Er füllte sich etwas von dem Eintopf auf einen Teller, fand eine Besteckschublade und nahm sich eine Gabel. Dann ging er in den Frühstücksraum des Ostflügels und setzte sich an den Tisch am Fenster.
In der Ecke stand ein schwarzer Eisenofen, der zurzeit allerdings nicht beheizt war. An der hinteren Wand stand eine große bemalte Eichentruhe.
Rechts von der Truhe hing eine kunstvoll geschnitzte Kuckucksuhr, eine echte aus dem Schwarzwald. Reuben war sich sicher, dass sie Phil gefallen würde. Eine Zeitlang hatte er Kuckucksuhren gesammelt, und das andauernde Schlagen und Kuckuckrufen hatte alle anderen im Haus verrückt gemacht.
Der Schwarzwald. Reuben musste an die Geschichte vom Wolfsmenschen denken. Was war dieser Sperver für ein Mensch? Und was hatte er mit den Nidecks zu tun? Der Schwarzwald … Reuben beschloss, sich noch einmal das Bild in der Bibliothek anzusehen. Andererseits gab es da oben so viele Bilder, die er sich ansehen wollte.
Eins nach dem anderen.
Die östliche Hauswand bestand fast nur aus Fenstern.
Schon immer hatte er sich unwohl gefühlt, wenn er nachts vor nackten Fenstern saß, vor allem, wenn man in der Dunkelheit nichts erkennen konnte. Jetzt aber hatte er sich ganz bewusst hierher gesetzt. Falls es da draußen jemanden oder etwas gab, sollte er oder es ihn so klar und deutlich wie auf einer gut ausgeleuchteten Bühne sehen.
Wenn du da draußen bist, du mutierter Nachkomme der großen Nidecks, dann gib dich, verdammt noch eins, zu erkennen!
Er zweifelte nicht daran, dass er sich im Laufe der Nacht wieder verwandeln würde, genau wie die letzten beiden Nächte zuvor. Er wusste nur nicht, wann und warum. Er wünschte sich, dass es eher geschah als in den letzten Nächten. Er fragte sich, ob sich die Kreatur, die ihn von da draußen womöglich beobachtete, erst zu erkennen geben würde, wenn er sich verwandelt hatte.

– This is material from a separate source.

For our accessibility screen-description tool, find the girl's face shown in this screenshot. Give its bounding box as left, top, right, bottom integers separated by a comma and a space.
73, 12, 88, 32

Er probierte das Rindfleisch, die Karotten, die Kartoffeln und alles, was er mit der Gabel aufspießen konnte. Es war überraschend schmackhaft. Zum ersten Mal hatte er plötzlich wieder Appetit. Er hob den Teller an, um die Flüssigkeit zu trinken. Wirklich nett von Galtons Frau, ihm Essen zu besorgen.
Als er fertig war, legte er die Gabel zur Seite und nahm den Kopf zwischen die Hände, die Ellenbogen auf die Tischplatte gestützt. «Vergib mir, Marchent», flüsterte er. «Beinahe hätte ich vergessen, dass du hier gestorben bist.»